2. Turn over more responsibility to key people, empower them, and then support them before the congregation. And when some of the members begin whining because “We want the pastor, not an assistant” I would tell them to get over it, and have the strength to stick to the plan.
I’m sorry I let myself be manipulated by people who insisted I be the one to show up at their events or was the one they preferred to visit their hospital room, etc, even though plenty of others were just as qualified as me. It ran me ragged and the church suffered for it.
3. Reserve the morning hours for secluded study of God’s Word and sermon preparation. Even if it means staying home during these hours, I would do it. There are too many distractions, interruptions, phone calls, or walk-ins that will throw you off. Pastors are under a seven-day deadline every single week to deliver another message. The pressure of doing this week-after-week, month-after-month, year-after-year, is something most people do not experience in their line of work, so they won’t understand. Doesn’t matter. Do it anyway. Your pulpit ministry will be much better.

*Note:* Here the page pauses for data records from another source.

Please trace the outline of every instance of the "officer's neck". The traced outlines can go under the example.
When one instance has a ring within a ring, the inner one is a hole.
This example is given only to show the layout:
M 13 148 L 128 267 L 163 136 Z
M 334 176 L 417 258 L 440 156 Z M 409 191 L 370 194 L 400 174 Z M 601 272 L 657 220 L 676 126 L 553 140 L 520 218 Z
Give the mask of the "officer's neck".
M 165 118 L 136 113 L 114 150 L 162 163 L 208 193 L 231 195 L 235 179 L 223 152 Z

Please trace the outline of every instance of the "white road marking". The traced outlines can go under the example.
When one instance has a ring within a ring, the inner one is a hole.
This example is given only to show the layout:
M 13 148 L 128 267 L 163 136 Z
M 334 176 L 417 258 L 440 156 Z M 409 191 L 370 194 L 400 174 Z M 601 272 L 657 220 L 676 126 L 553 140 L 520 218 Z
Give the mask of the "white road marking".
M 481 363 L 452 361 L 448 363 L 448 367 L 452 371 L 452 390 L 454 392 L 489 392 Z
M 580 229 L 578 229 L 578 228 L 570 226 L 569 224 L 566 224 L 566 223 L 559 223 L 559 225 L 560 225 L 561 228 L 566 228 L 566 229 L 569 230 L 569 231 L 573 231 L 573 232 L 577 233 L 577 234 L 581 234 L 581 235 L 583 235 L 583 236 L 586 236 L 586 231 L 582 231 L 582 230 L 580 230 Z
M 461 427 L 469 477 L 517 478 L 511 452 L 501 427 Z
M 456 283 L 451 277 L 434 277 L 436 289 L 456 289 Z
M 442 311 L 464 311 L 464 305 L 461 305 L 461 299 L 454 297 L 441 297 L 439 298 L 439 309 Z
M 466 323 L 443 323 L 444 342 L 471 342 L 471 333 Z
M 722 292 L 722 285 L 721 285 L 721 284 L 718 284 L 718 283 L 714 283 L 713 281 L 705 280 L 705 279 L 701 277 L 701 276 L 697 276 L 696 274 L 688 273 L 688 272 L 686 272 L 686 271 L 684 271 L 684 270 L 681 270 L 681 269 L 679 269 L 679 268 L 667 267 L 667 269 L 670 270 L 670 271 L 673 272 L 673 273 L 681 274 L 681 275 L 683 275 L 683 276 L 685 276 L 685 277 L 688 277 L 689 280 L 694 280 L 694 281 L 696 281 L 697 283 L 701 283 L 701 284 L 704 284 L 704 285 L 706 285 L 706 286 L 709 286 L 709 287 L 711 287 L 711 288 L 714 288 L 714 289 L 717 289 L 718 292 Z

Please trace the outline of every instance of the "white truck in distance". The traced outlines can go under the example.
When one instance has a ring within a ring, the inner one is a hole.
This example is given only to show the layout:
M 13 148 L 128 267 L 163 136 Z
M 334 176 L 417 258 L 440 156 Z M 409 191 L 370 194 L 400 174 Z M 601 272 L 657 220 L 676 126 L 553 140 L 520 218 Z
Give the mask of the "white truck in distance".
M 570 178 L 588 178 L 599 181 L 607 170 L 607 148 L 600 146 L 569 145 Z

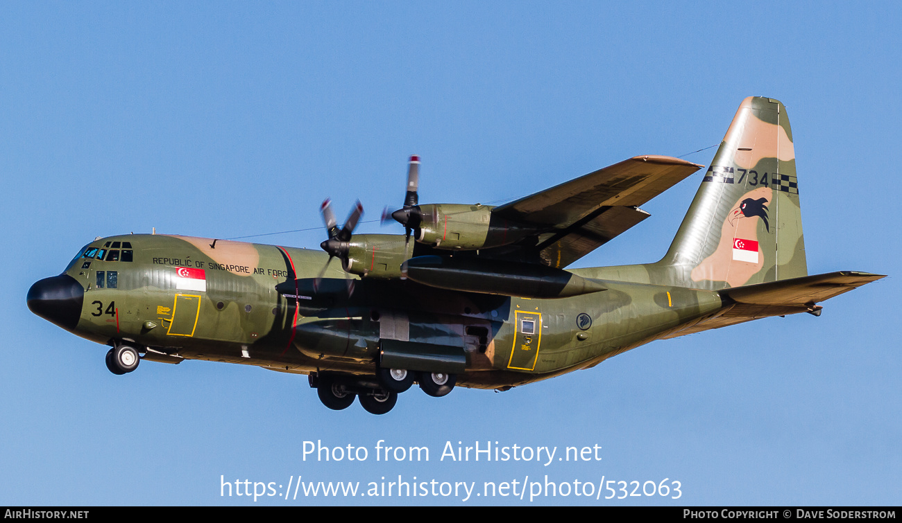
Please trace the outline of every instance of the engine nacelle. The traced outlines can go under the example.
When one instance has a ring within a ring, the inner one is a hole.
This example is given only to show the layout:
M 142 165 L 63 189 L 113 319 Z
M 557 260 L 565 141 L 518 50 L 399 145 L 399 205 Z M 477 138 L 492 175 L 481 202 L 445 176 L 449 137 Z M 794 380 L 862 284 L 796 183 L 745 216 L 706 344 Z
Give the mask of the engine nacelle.
M 355 234 L 347 242 L 345 270 L 364 277 L 397 278 L 413 253 L 413 241 L 398 234 Z
M 433 203 L 419 206 L 417 241 L 443 249 L 475 250 L 510 245 L 538 231 L 492 215 L 491 205 Z

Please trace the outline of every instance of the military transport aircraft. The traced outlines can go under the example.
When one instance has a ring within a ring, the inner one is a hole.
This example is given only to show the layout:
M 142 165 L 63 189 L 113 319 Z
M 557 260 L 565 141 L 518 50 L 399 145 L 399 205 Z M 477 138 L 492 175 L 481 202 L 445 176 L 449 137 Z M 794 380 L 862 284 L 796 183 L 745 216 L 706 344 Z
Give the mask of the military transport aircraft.
M 142 360 L 204 359 L 307 374 L 328 408 L 388 412 L 417 383 L 506 391 L 656 339 L 820 302 L 882 275 L 808 275 L 784 105 L 746 98 L 656 263 L 566 270 L 649 217 L 639 208 L 703 166 L 638 156 L 492 207 L 420 204 L 411 157 L 404 234 L 353 234 L 358 203 L 308 250 L 161 234 L 98 238 L 35 283 L 35 314 Z M 333 258 L 341 262 L 330 265 Z

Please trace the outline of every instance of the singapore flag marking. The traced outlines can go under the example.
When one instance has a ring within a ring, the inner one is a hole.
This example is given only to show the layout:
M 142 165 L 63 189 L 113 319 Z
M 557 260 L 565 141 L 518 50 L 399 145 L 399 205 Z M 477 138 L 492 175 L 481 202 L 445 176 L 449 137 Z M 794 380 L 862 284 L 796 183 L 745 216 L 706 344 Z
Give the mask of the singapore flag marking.
M 733 239 L 733 259 L 750 264 L 758 263 L 758 242 L 754 239 Z
M 207 292 L 207 273 L 204 269 L 179 267 L 175 274 L 176 289 Z

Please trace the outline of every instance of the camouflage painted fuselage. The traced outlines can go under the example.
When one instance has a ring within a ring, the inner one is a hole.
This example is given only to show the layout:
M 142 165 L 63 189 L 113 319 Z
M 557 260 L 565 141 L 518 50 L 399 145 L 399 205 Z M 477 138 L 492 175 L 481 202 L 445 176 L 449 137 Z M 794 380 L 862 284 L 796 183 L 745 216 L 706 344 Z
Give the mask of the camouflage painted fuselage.
M 320 293 L 286 297 L 276 286 L 290 285 L 294 275 L 312 283 L 324 253 L 128 235 L 91 242 L 81 254 L 115 241 L 131 244 L 133 261 L 79 257 L 66 270 L 85 289 L 72 330 L 98 343 L 150 347 L 152 360 L 159 352 L 300 374 L 373 374 L 386 329 L 403 326 L 411 342 L 464 349 L 466 372 L 458 384 L 500 388 L 594 365 L 722 305 L 711 291 L 622 282 L 603 282 L 608 290 L 580 296 L 530 300 L 364 278 L 354 280 L 348 299 L 340 268 L 327 273 Z M 109 288 L 111 272 L 115 288 Z
M 411 157 L 409 180 L 419 164 Z M 883 277 L 808 275 L 786 107 L 759 96 L 740 105 L 660 261 L 564 269 L 647 218 L 639 205 L 700 167 L 634 157 L 500 207 L 418 206 L 409 191 L 392 217 L 413 240 L 353 235 L 359 204 L 339 231 L 324 203 L 321 247 L 341 266 L 324 252 L 280 246 L 97 239 L 64 275 L 32 285 L 28 306 L 112 346 L 115 374 L 134 370 L 139 353 L 254 365 L 309 374 L 330 409 L 357 394 L 384 413 L 413 383 L 408 371 L 437 397 L 454 381 L 428 380 L 449 376 L 503 390 L 655 339 L 819 316 L 818 302 Z

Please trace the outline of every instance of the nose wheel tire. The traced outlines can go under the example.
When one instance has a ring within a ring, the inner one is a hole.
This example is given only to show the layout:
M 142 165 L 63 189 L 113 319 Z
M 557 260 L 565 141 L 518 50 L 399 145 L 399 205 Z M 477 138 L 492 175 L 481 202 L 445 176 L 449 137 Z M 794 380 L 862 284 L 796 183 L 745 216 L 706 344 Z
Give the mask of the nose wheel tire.
M 347 409 L 354 403 L 354 393 L 348 391 L 345 383 L 329 378 L 320 378 L 317 394 L 323 405 L 333 410 Z
M 138 368 L 141 356 L 134 347 L 127 345 L 115 347 L 106 353 L 106 368 L 115 374 L 122 375 Z
M 398 402 L 398 392 L 391 391 L 373 391 L 357 396 L 364 410 L 370 414 L 384 414 Z
M 406 392 L 413 385 L 414 373 L 405 369 L 386 369 L 379 367 L 376 369 L 379 383 L 387 390 L 392 392 Z
M 419 388 L 433 398 L 441 398 L 454 389 L 457 375 L 448 373 L 420 373 Z

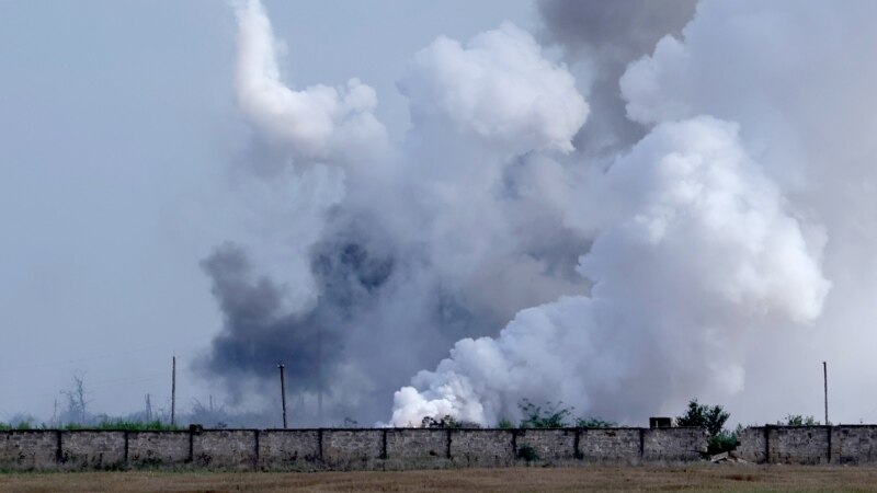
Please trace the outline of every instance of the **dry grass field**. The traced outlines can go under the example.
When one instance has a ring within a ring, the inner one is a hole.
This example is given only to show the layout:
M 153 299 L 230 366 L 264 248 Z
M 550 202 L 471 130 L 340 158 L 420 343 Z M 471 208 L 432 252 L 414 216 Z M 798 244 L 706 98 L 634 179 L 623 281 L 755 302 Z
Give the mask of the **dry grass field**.
M 0 474 L 0 492 L 877 491 L 877 468 L 696 465 L 405 472 Z

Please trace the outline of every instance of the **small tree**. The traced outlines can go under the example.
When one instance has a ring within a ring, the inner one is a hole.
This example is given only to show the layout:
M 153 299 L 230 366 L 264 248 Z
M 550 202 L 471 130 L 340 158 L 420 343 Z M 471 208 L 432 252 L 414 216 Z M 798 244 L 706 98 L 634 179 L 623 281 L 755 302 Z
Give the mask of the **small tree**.
M 554 404 L 546 402 L 545 406 L 536 405 L 528 399 L 522 400 L 517 406 L 524 419 L 521 420 L 522 428 L 562 428 L 567 426 L 567 419 L 572 414 L 572 408 L 562 408 L 563 403 Z
M 800 414 L 786 414 L 785 421 L 777 421 L 776 424 L 785 426 L 819 426 L 819 421 L 813 416 L 802 416 Z
M 707 452 L 719 454 L 737 448 L 737 434 L 725 429 L 729 417 L 731 414 L 720 405 L 698 404 L 697 399 L 692 399 L 685 414 L 676 417 L 676 425 L 706 428 L 709 432 Z
M 731 414 L 720 405 L 698 404 L 697 399 L 692 399 L 688 402 L 688 409 L 685 414 L 676 417 L 676 425 L 706 428 L 709 432 L 709 436 L 715 436 L 721 432 L 725 427 L 725 422 L 729 417 L 731 417 Z
M 600 417 L 578 417 L 576 419 L 577 428 L 612 428 L 618 426 L 614 421 L 606 421 Z

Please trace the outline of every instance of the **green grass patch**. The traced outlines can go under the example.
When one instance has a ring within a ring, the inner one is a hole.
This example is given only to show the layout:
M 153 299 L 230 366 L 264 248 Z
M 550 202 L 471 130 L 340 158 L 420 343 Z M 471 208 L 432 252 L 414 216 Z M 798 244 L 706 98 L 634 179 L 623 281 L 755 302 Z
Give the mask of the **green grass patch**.
M 156 421 L 127 421 L 127 420 L 109 420 L 102 421 L 96 425 L 81 425 L 78 423 L 69 423 L 64 426 L 64 429 L 113 429 L 123 432 L 175 432 L 183 429 L 180 426 L 171 425 L 170 423 L 162 423 Z

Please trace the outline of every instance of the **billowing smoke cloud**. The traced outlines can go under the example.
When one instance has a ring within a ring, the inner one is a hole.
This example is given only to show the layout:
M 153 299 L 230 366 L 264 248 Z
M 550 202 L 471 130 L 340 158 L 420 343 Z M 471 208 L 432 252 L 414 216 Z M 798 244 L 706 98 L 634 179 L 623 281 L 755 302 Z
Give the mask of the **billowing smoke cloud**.
M 574 139 L 591 156 L 614 153 L 646 134 L 625 117 L 618 78 L 627 64 L 651 54 L 665 35 L 679 37 L 697 0 L 544 0 L 537 2 L 547 41 L 584 72 L 593 117 Z
M 267 148 L 249 186 L 289 190 L 295 207 L 266 200 L 252 228 L 265 239 L 204 262 L 225 317 L 205 376 L 243 398 L 286 362 L 306 406 L 323 402 L 295 419 L 386 420 L 394 391 L 455 341 L 586 290 L 574 266 L 590 240 L 566 221 L 572 173 L 549 157 L 572 149 L 588 105 L 532 36 L 505 24 L 417 54 L 399 82 L 413 128 L 388 149 L 374 91 L 291 89 L 263 7 L 237 16 L 238 100 Z
M 395 425 L 494 424 L 523 398 L 626 422 L 692 397 L 789 412 L 763 382 L 795 358 L 768 347 L 863 335 L 836 294 L 877 294 L 874 8 L 660 7 L 540 3 L 569 65 L 511 24 L 436 39 L 400 78 L 392 147 L 374 91 L 292 89 L 264 9 L 240 5 L 240 106 L 281 163 L 251 180 L 295 207 L 204 262 L 225 325 L 202 368 L 258 392 L 297 359 L 319 423 L 392 402 Z
M 311 159 L 340 149 L 374 146 L 385 138 L 373 111 L 377 95 L 358 79 L 346 87 L 315 85 L 294 91 L 280 81 L 271 23 L 260 2 L 238 5 L 238 64 L 235 83 L 241 111 L 266 138 Z
M 642 419 L 672 395 L 740 391 L 740 332 L 820 313 L 821 245 L 805 241 L 734 125 L 661 124 L 604 186 L 607 223 L 579 266 L 591 296 L 523 310 L 497 339 L 459 341 L 396 394 L 395 424 L 497 423 L 519 417 L 521 399 Z

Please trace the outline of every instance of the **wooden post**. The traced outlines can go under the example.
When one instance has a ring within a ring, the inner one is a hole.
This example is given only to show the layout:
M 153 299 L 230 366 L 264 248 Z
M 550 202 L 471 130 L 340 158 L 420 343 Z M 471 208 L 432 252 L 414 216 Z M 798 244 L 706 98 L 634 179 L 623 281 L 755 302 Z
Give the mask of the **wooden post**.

Early in my ministry I spent too much time visiting hospitals, attending denominational meetings, or keeping morning appointments so I could check those tasks off the list and then have the rest of the day for other things. Consequently, I was always behind on sermon preparation and found myself burning the midnight oil on Friday or Saturday night too often. And my pulpit ministry suffered for it.
5. I would be more straightforward and a little less “the nice guy” to church bullies or squeaky wheels who always expect to get their way in the church. Every church has a few bullies. Early in my ministry I was intimidated by them. By the time I planted PCC I was seasoned enough to know how deal with them. It’s why I am still here and they are not.
And have a life outside of church-life.